The project received funding from Gulf Innovation Fund Together (GIFT). GIFT is a Foundation North initiative. From the outset the GIFT team emphasised the need to improve the “mauri” of the Hauraki Gulf. Initial meetings included meditations. And we took the opportunity to share what this concept might mean for us.
The Te Aka Online Māori Dictionary has this definition of mauri: “life principle, life force, vital essence, special nature, a material symbol of a life principle, source of emotions - the essential quality and vitality of a being or entity.”
Reading a translation is one thing. Understanding is quite another. This is especially true of people, like me, who were not raised in New Zealand, let alone in the Māori tradition.
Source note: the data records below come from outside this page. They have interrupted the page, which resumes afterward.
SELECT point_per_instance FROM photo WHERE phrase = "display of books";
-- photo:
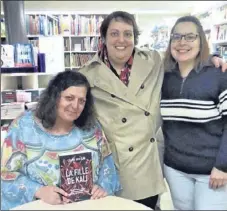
(76, 175)
(7, 55)
(23, 55)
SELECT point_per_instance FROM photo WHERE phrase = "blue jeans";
(192, 192)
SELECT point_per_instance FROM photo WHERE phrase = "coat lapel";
(141, 68)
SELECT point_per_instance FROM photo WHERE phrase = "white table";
(107, 203)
So the GIFT team organised a day led by Precious Clark of cultural competency consultants Te Kaa.
For me this was a point of entry into another world, or at least another way of seeing the world. I had done a basic Māori cultural course shortly after arriving in New Zealand in 2007. But I am not a Te Reo speaker.
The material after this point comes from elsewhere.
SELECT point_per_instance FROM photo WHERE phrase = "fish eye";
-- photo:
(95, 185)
What I came alive to during the day was the importance of a consistent relationship with our origins. The vital connections between our ancestry and our connection with a particular landscape. I realised how often I had mentally skated over Māori concepts I had come into contact with. For example Ko au te awa, ko te awa ko au – I am the water and the water is me. I had responded to them as some kind of scenic poetry. But they are actually statements of fact. They are expressions of the awareness of those facts.
I realised how discordant, disrupted origins, or ignorance of them, impacts our mauri, our wellbeing. Every broken connection undermines our ability to live harmoniously in our own skin and in the real world. I got a sense that this is why there is such emphasis on these origins and connections in Māori life. It is because that is what creates the person and underpins that life.
I saw too how the security of such a structure can relieve the constant need for personal security and autonomy. Our individualised, industrialised and atomised ways of living are too often driven by fear.
The question then is, especially for those outside of such a community, how can we embody these values? Concepts like this can only find true expression through action.
We could start by reducing our dependence on the industrial way of life. We can do this by spending less money. By claiming our time back when we can. By spending less time immersed in a consumerist way of being. We can increase our immersion and connection to these deeper values and with people who embody them.
This means taking a step up from consciousness, to conscientiousness. We might know something of the right way. Now we must actually walk it consistently, with discipline.
Embodiment is not display. We can get lost in the displaying of aspirational values we may not have much of a grasp on. We take Instagram photos, do some Facebook posts, and move on.
One of the most important pieces of guidance our teaching team gave us on the day was not to 'cherry pick' what we had learned. Discipline is when values trump our personal preferences. Every day in our work on sustainable business we make these choices. Do what is right, or what we might prefer, what is easier.
We often lack clear value guidance and senior people who can explain it to us. How many of us have real, deep access to a coherent system of wisdom? How many of us can tap into a value based worldview with horizons greater than our own? So many of us have been stripped of such things.
I used to think this was about blending or fusing two different cultures. Now I am not so sure. I am not so sure that the overpowering consumerism I have been brought up with qualifies as a culture at all. It may be simply what is left in the absence of culture. Am I just cobbling together a personal worldview from whatever bits of learning I have encountered and agreed with, however partially understood?
We may have thought of so many indigenous cultures as broken by colonialism. But for many of us our break with these connections was longer ago and further away. Our mindset, even our very minds have become industrialised and machinelike. How else to explain the world we have created?
But at this very moment another way of being is biologically programmed into us. It has been part of human existence for tens of thousands of years. It is applicable and available to us all, if only we take the time to reconnect.